Wywiad z Andrzejem Grzybem
Rolnictwo to nie fabryka śrubek
Z europosłem Andrzejem Grzybem rozmawia Honorata Dmyterko
Jakie znaczenie ma dziś Wspólna Polityka Rolna?
Wspólna Polityka Rolna ma wspierać tzw. europejski model rolnictwa. Charakteryzuje się on tym, iż dofinansowywana jest intensywna produkcja rolnicza, jak również prowadzenie działalności rolniczej w zgodzie z zasadami ochrony, zachowania i poprawiania środowiska naturalnego. WPR wspiera również działania o charakterze społecznym, a także aktywizuje mieszkańców wsi i terenów wiejskich.
Polscy rolnicy chętnie korzystają z takiej formy wsparcia?
Od 2004 roku cały czas wzrasta liczba wykorzystywanych funduszy. Powiem więcej - z roku na rok suma pieniędzy, które wpłynęły dla polskich rolników jest większa od kwoty, jaką budżet państwa zamierzał wydać na wsparcie rolnictwa. Są to pieniądze, które w dużej mierze decydują o popycie na lokalnym rynku, pobudzając tym samym tam koniunkturę. W II filarze środki przeznaczane są na podnoszenie konkurencyjności rolnictwa - czyli na zakup traktorów, środków do produkcji roślinnej, ale także na rozwój terenów wiejskich i poprawę infrastruktury wiejskiej.

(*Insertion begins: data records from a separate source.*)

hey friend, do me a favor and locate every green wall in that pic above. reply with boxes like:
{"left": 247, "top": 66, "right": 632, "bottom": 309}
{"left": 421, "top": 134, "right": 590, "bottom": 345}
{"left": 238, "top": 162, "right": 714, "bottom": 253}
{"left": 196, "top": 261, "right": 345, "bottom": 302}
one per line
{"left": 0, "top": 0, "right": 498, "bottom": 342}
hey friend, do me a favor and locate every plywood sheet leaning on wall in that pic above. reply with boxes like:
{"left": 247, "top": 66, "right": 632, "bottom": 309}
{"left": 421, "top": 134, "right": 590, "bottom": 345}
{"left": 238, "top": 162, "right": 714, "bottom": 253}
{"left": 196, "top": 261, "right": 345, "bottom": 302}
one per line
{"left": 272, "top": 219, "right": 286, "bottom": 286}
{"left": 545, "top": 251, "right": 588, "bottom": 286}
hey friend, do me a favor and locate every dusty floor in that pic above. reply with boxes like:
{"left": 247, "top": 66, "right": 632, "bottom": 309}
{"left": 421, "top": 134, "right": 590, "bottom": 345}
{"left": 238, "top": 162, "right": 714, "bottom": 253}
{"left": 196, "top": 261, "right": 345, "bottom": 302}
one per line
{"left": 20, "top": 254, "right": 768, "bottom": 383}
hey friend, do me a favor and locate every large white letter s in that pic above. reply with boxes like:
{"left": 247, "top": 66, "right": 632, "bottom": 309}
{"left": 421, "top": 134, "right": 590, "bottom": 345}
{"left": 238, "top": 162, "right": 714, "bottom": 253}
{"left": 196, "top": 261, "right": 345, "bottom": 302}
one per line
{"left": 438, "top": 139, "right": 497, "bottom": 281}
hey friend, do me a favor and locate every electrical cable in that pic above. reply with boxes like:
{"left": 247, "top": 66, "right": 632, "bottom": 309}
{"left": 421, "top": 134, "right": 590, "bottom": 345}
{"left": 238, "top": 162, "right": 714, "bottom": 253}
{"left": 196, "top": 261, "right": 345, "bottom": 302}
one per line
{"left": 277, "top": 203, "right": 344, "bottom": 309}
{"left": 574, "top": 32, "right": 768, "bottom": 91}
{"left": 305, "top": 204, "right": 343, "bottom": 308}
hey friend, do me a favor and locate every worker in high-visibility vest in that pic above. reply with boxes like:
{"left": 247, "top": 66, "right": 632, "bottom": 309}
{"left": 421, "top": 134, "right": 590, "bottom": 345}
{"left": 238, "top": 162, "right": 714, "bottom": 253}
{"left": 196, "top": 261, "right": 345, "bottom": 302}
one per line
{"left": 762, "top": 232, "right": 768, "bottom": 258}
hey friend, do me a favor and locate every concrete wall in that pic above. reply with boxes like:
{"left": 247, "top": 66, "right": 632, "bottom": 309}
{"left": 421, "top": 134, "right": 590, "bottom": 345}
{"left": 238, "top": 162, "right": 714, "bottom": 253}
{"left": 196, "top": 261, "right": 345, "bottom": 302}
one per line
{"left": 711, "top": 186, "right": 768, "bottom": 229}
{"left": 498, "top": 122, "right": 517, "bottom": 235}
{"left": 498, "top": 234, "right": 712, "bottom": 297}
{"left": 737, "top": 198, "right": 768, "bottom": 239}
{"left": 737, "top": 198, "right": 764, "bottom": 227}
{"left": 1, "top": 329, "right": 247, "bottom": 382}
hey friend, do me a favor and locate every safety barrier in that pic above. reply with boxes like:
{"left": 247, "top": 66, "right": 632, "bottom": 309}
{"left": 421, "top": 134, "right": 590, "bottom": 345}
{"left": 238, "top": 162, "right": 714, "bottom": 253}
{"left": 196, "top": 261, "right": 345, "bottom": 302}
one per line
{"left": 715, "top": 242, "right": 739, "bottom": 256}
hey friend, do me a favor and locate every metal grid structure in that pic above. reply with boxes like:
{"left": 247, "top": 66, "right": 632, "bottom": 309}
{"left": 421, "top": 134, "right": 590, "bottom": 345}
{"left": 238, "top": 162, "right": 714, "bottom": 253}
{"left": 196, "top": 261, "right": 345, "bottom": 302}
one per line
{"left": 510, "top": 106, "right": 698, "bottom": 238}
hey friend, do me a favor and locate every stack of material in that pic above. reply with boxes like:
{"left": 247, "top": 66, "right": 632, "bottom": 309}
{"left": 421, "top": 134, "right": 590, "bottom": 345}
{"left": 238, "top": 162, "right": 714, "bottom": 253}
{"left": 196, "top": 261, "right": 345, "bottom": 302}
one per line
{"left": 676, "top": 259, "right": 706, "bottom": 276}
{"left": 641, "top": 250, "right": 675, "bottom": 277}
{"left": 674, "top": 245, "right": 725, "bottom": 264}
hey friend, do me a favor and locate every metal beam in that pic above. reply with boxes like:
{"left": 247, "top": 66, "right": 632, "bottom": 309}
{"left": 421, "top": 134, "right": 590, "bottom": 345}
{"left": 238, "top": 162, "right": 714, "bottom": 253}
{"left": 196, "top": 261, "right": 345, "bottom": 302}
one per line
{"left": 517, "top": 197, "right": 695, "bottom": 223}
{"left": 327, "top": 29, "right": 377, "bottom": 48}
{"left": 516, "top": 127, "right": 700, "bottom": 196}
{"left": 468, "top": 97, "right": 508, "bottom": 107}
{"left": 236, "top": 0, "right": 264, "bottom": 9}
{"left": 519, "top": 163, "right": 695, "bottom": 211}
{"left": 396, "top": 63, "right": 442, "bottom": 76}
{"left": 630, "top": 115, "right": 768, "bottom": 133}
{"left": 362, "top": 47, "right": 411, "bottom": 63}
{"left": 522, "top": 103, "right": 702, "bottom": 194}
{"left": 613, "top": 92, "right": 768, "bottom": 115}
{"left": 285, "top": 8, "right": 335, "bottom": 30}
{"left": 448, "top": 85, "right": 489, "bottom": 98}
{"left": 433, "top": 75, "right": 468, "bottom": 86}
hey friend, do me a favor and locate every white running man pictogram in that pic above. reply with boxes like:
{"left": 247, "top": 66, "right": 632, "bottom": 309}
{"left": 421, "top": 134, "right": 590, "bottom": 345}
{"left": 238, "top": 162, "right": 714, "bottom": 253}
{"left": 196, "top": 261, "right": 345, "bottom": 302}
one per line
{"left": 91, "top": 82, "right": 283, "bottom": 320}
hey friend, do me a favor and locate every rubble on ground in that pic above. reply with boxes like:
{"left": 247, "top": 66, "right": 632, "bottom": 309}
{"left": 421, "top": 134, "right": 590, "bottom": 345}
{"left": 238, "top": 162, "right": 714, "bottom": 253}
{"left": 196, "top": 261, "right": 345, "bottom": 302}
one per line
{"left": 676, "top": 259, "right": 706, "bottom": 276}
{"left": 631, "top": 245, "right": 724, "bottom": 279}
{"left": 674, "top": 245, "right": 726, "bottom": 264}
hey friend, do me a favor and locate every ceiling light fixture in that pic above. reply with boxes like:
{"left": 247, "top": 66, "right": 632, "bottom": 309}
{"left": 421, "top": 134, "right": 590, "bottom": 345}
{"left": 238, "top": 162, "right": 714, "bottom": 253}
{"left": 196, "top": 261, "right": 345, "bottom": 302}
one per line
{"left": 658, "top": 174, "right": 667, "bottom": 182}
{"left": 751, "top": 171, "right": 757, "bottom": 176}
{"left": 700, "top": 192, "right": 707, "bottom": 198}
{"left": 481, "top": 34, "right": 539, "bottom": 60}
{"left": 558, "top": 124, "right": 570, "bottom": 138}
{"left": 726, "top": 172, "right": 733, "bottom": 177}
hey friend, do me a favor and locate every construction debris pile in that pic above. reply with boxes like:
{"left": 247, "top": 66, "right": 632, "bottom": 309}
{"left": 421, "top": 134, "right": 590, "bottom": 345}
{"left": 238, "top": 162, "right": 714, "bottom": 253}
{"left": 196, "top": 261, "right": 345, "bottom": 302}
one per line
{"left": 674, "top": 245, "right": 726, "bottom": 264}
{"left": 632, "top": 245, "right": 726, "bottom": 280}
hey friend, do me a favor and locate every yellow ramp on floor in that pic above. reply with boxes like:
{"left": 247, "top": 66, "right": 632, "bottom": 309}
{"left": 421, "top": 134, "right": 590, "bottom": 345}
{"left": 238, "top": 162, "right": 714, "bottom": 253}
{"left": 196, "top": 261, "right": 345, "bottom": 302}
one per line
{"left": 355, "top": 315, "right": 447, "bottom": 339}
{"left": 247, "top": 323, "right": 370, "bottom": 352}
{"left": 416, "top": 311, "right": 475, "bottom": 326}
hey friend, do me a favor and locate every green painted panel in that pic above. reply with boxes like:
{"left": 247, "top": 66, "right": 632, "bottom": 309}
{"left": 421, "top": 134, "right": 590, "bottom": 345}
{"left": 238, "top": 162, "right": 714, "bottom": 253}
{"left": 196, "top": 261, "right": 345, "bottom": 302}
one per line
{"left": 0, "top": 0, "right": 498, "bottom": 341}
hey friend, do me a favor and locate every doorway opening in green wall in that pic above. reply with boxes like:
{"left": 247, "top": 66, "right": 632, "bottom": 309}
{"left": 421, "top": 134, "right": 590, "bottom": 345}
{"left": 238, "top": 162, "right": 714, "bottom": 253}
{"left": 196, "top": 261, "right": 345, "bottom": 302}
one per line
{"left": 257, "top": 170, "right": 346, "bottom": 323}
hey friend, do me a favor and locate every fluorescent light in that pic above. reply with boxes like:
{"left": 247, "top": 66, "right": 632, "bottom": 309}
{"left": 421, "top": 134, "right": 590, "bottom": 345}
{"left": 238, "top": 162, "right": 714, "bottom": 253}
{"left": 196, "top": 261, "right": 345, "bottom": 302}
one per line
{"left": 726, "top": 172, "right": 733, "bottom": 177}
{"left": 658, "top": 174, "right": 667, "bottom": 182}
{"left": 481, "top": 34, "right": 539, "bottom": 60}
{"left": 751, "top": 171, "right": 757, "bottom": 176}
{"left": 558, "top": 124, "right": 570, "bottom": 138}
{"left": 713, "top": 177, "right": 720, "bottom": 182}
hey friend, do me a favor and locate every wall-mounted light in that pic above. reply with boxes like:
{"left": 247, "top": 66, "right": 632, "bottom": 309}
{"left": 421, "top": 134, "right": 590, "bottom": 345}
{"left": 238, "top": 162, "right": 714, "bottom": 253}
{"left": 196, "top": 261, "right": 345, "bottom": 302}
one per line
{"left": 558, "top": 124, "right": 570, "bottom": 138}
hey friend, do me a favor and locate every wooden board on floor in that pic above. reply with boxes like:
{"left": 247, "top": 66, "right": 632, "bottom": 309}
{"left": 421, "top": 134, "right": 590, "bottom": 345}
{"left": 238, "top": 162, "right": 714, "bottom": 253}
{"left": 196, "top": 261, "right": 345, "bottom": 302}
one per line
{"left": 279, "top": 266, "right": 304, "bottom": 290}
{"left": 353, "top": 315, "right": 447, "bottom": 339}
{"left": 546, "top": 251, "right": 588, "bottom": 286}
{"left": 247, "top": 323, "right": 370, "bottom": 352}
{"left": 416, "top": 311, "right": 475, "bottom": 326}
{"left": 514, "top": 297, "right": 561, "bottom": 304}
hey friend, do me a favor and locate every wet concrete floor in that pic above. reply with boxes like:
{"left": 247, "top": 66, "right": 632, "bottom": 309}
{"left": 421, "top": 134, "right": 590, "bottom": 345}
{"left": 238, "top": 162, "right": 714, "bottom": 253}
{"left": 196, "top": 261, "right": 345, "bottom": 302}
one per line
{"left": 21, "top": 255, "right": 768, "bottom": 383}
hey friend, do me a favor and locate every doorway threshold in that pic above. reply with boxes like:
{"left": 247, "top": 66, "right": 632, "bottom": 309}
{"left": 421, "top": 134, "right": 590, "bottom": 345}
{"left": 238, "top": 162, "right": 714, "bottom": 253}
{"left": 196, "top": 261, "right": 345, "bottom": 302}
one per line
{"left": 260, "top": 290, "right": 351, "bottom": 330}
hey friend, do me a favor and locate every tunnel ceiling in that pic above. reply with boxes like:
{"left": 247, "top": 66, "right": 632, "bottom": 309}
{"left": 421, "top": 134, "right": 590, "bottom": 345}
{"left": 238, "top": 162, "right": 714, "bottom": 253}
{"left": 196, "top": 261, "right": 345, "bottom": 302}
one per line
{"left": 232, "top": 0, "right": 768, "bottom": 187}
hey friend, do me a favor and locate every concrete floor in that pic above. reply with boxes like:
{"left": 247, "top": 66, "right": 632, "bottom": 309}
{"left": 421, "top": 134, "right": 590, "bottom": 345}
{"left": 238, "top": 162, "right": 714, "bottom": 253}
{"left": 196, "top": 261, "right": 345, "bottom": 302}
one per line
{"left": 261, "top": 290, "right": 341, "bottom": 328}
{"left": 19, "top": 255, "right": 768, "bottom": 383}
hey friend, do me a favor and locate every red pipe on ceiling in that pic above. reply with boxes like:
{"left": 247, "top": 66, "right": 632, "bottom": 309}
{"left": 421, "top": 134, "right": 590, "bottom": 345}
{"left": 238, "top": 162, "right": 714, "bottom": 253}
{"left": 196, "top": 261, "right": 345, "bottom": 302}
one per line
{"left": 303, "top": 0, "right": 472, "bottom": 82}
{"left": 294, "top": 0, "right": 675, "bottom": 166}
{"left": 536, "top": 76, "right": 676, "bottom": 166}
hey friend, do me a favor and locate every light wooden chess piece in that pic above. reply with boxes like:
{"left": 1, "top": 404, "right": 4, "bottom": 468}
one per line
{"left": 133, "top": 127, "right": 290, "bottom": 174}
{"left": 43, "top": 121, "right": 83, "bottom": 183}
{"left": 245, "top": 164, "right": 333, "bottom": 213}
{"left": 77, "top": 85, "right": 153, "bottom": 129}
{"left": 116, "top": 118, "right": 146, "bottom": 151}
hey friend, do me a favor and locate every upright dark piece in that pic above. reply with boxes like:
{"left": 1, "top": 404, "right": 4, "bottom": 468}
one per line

Skąd pochodzą pieniądze na te zadania?
Pieniądze na realizację celów WPR pochodzą ze specjalnych funduszy. Do 2006 roku WPR obsługiwany był z Europejskiego Funduszu Orientacji i Gwarancji Rolnej, a od 2007 r. Wspólna Polityka Rolna finansowana jest z dwóch funduszy: Europejskiego Funduszu Gwarancji Rolnej oraz Europejskiego Funduszu Rolnego na rzecz Rozwoju Obszarów Wiejskich. Wydatki na realizację WPR stanowią dziś ponad 40% całego budżetu Unii Europejskiej.
Jakie zmiany wywołała w obszarach wiejskich realizacja celów WPR?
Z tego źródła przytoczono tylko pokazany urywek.